There was a guy who bogeyed the first hole, and went ahead and teed off from 2 before the rest of the group cleared the 1st green.  (breach of protocol there, to be sure.)  he hit the tee shot that no one saw from the whites, not the blues.  he called the two shot penalty on himself and missed the team by a shot.

The moral of the story:  No one remembers who was on that year’s Cities team.  Twenty years later, everyone remembers [redacted] as a man of the highest integrity.

Golf is a gentleman’s game.  

To some, this is a quaint and archaic notion.

To the rest of us, it’s the single most important facet of the game.  We all know that executing a high draw on a drive demonstrates skill.  You got a knock-down 7-iron that you can hit into the wind?  Awesome.  But the most important trait you can bring to your game, the primary way you will be remembered by your playing partners:  are you a gentleman?

Not a fun guy to play with and…

Abiding by the rules of golf is just the ante, should be a given.  This concept extends to how you comport yourself on the course.  Have you ever played with the club-thrower?  The yeller?  The sulker?  Did you like it?  Do you remember that guy’s 20 foot birdie putt or that you never wanted to play with him again?

Golf is not about golf.

Golf is a measure of your personality.  Of your maturity.  Of your grace under pressure.  Of your class.


This brings us to Tiger.  I went back and forth with friend (and true golfer) @art_brosef Friday on this.  Tiger had air-mailed the stick on 10 by maybe ten feet and he did his, ‘Oh TIGER’ self-flagellation that we’ve seen, now, for 20 years.  I mean we let it go in his teens, his 20s.  But cripes, he’s a 37-year-old grown man now.  STOP ACTING LIKE A CHILD.  It’s unpleasant to play with such a person.  Such a person is demonstrating a consuming self-absorption and in so doing a disregard for his playing partners.

… it’s gone on long enough. 37 years old.

Tiger has had this problem brought to his attention before; Tiger has said he would fix it.  He hasn’t.  As he gets older, it becomes more notably childish.  In fact, my immediate reaction to Tiger’s flagpole shot was that the golf gods are tending to this recurring self-moderation problem.

People who don’t play golf simply don’t understand that golfers who display such behavior on the course are known by another, more informal term:  asshole.

People who don’t play golf don’t understand that it’s possible to separate appreciation of a player’s skill from a frank assessment of the person’s character.  This has nothing at all to do with off-course stuff.  But yet, your on-course comportment is a view into your soul.  It’s important.

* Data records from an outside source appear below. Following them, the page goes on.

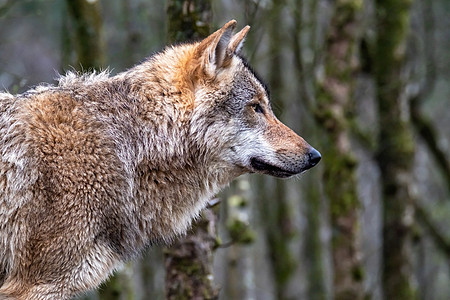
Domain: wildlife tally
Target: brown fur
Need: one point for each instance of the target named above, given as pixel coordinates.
(98, 167)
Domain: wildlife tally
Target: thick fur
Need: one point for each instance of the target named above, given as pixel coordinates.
(96, 168)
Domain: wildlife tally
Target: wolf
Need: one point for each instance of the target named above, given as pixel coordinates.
(98, 167)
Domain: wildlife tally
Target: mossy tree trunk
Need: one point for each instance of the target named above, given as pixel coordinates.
(87, 22)
(334, 113)
(189, 261)
(188, 20)
(395, 146)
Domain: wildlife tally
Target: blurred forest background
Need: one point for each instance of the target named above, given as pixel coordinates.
(366, 82)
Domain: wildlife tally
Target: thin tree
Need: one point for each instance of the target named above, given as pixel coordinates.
(395, 153)
(333, 114)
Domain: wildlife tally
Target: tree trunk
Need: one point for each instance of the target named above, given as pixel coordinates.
(395, 147)
(189, 261)
(188, 20)
(87, 23)
(334, 109)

People remember.

“We play the ball where it lies.”

Don’t think people remember?  Well that Cities story above lives on at Vesper to this day, twenty years later.  But for more proof let’s wrap this with Alistair Cooke’s comments about Bobby Jones in 1972.

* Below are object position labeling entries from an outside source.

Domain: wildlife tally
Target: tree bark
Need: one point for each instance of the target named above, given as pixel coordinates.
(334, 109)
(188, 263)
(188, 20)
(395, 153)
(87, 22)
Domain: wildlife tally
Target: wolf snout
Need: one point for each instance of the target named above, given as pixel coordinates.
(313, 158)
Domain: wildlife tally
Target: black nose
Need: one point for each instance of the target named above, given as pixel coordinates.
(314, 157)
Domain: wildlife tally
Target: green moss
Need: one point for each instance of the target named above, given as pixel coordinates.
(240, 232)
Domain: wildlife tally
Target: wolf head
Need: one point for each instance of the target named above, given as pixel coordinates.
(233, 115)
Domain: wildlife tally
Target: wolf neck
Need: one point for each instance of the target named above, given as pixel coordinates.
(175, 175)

His grace, on and off the course, made him the idol of two continents.  And that to people who didn’t know a putter from a stair-rod.  But his universal appeal was not as a golfer.  What then?  The word that comes to mind is a dying word.  Gentleman.  And I think that Jones embodied it.  And I would say it is a combination of goodness and grace.  Unwavering courtesy.  Self-deprecation.  Consideration for other people.  And THIS allied to complete supremacy in one sport is what made him a hero in Scotland and England as much as in his native Georgia.